Em tempos de revelações bombásticas sobre os sofisticados métodos do crime organizado para lavar bilhões de reais, uma contradição ronda as iniciativas dos Três Poderes para incrementar o combate às fraudes. Uma nova trilha para a lavagem de recursos ilícitos foi aberta com uma decisão liminar do corregedor Nacional de Justiça, o ministro Mauro Campbell Marques, em novembro de 2024, ao definir que basta um instrumento particular, sem registro público, para validar formalmente uma operação de compra e venda de imóveis com alienação fiduciária em garantia.

A liminar suspendeu os efeitos dos Provimentos nº 172 e 175 do Conselho Nacional de Justiça (CNJ), o que passou a permitir que todos os contratos de compra e venda de imóveis baseados em garantia por alienação fiduciária, mesmo os realizados fora do Sistema de Financiamento Imobiliário (SFI) e ao Sistema Financeiro de Habitação (SFH), dispensem a necessidade da escritura pública.

Na decisão, o corregedor acolheu o argumento do Ministério da Fazenda, apresentado pela Advocacia Geral da União (AGU), de que isso traria mais agilidade e menos custos, baseado em um estudo de impacto econômico elaborado pelo mercado imobiliário. Mas a medida tem efeitos colaterais no controle e na prevenção de operações fraudulentas.

“A escritura pública representa importante mecanismo de controle, segurança e rastreabilidade das operações de grande valor, que serve para dificultar a ação da criminalidade interessada em ocultar ativos”, avalia o professor Leandro Sarcedo, da Faculdade de Direito da USP. O advogado criminalista destaca a criatividade e o oportunismo do crime organizado revelados pelas recentes investigações da Operação Carbono Oculto, que desarticulou esquema no setor de combustíveis, responsável pela movimentação de mais de uma centena de bilhões de reais. “Essa operação colocou o Ministério Público do Estado de São Paulo, a Polícia Federal e a Receita na Avenida Faria Lima, símbolo de poder econômico e sofisticação de São Paulo e do Brasil, e devia servir de exemplo do tamanho do problema que estamos enfrentando em relação à infiltração do crime organizado nas instituições sociais e mesmo do Estado”, alerta Sarcedo.

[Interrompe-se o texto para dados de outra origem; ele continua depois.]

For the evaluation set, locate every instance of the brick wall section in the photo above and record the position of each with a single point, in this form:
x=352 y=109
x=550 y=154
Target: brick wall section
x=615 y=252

Desde fevereiro de 2020, os cartórios são obrigados a comunicar o COAF a respeito de transações de compra e venda de imóveis, procurações, dívidas e registros de empresas que gerem suspeitas. Porém, com a dispensa da escritura pública em algumas operações, os tabeliães têm menos possibilidades de produção de COS (Comunicação de Operação Suspeita) ao COAF e de DOI (Declaração sobre Operações Imobiliárias) à Receita Federal. Essa fragilização de defesas institucionais no mercado imobiliário chega justamente em um momento de crescente preocupação com crimes econômicos, como o caso do Banco Master, talvez o mais ruidoso da história do sistema bancário brasileiro.